Contract Dispute Between Palomar Medical Center, Surgeons Prompts Trauma Center Closure
A contract dispute between a group of surgeons and Palomar Medical Center in San Diego County has forced the hospital to close its trauma center for the past eight days, the San Diego Union-Tribune reports. After the contract between the surgical specialists and Palomar expired last month, most specialists agreed to treat patients without an agreement, but a group of orthopedic surgeons has "refused to show up for duty," which forced the closure. Dr. Paul Milling, a spokesperson for the orthopedic surgeons, outlined several reasons for the contract dispute, including:
- Palomar administrators have sought the right to void contracts with physicians who "said anything that would jeopardize the hospital's reputation," which Milling criticized as a "gag order" that would violate their right to free speech. Palomar spokesperson Tamara Hemmerly denied the allegation.

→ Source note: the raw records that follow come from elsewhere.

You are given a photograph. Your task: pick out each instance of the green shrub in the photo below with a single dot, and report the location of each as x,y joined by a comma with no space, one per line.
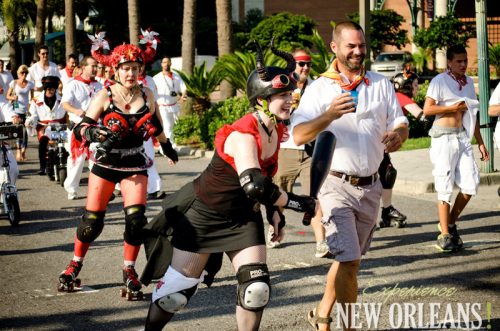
224,112
187,130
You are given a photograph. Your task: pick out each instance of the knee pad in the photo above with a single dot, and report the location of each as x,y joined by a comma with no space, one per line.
254,289
387,173
174,291
134,222
90,226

- The orthopedic surgeons have asked the hospital to pay any $50,000 fine levied by the federal government "if a surgeon did not show up on time, resulting in a patient being diverted" and to pay malpractice insurance premiums for emergency room and trauma care for the doctors, costs that Hemmerly said "normally are paid by physicians."

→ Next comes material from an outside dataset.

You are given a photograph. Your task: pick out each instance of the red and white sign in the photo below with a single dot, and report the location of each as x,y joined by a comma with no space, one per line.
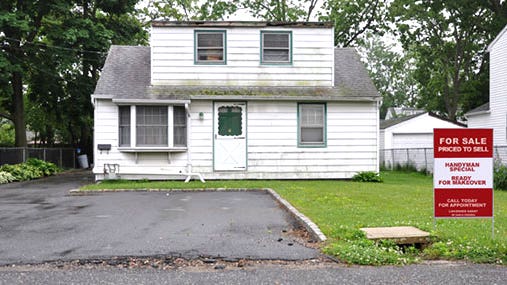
463,173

- The surgeons have asked Palomar to provide a clinic where patients could receive "follow-up care, so that the doctors would not have to provide office care for emergency patients," who may not have health insurance. Hemmerly said that the hospital has discussed the proposal.
- The orthopedic surgeons also have criticized the daily stipend that the hospital pays them for being on emergency call as "too low." Milling said that duty in the trauma center "means surgeons can't schedule regular patients, so they end up working practically for free if patients are uninsured." Hemmerly said that Palomar has offered the surgeons a $2,700 daily stipend from Friday to Sunday and a $1,900 daily stipend from Monday to Thursday, amounts that she called the "highest in the county."

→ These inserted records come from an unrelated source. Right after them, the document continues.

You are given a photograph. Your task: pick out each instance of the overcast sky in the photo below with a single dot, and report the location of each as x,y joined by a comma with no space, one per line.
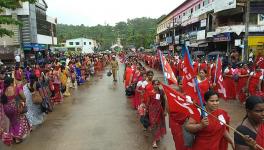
93,12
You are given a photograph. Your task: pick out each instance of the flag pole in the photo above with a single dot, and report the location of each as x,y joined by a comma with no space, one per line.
232,128
216,68
196,85
164,75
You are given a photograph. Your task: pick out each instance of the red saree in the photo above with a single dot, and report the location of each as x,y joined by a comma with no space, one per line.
176,120
254,81
128,76
260,136
210,138
229,85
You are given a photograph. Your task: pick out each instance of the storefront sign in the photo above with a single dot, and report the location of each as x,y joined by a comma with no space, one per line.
177,39
256,40
169,40
261,19
203,23
193,37
34,46
223,37
171,48
201,35
237,42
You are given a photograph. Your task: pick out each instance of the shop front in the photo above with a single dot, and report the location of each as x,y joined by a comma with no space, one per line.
256,43
36,53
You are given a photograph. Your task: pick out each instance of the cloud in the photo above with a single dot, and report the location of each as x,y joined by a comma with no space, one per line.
93,12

The trauma center at Palomar treats between 800 to 1,000 patients per year and has diverted about 13 patients since Dec. 31. However, the delays in care "did not adversely affect the treatment of any patient," Gwen Jones, head of the San Diego County Emergency Medical Services Program, which administers the county's six-hospital trauma system, said. Hospital officials were set to provide another contract offer to the surgeons this morning, Hemmerly said (Clark, San Diego Union-Tribune, 1/8).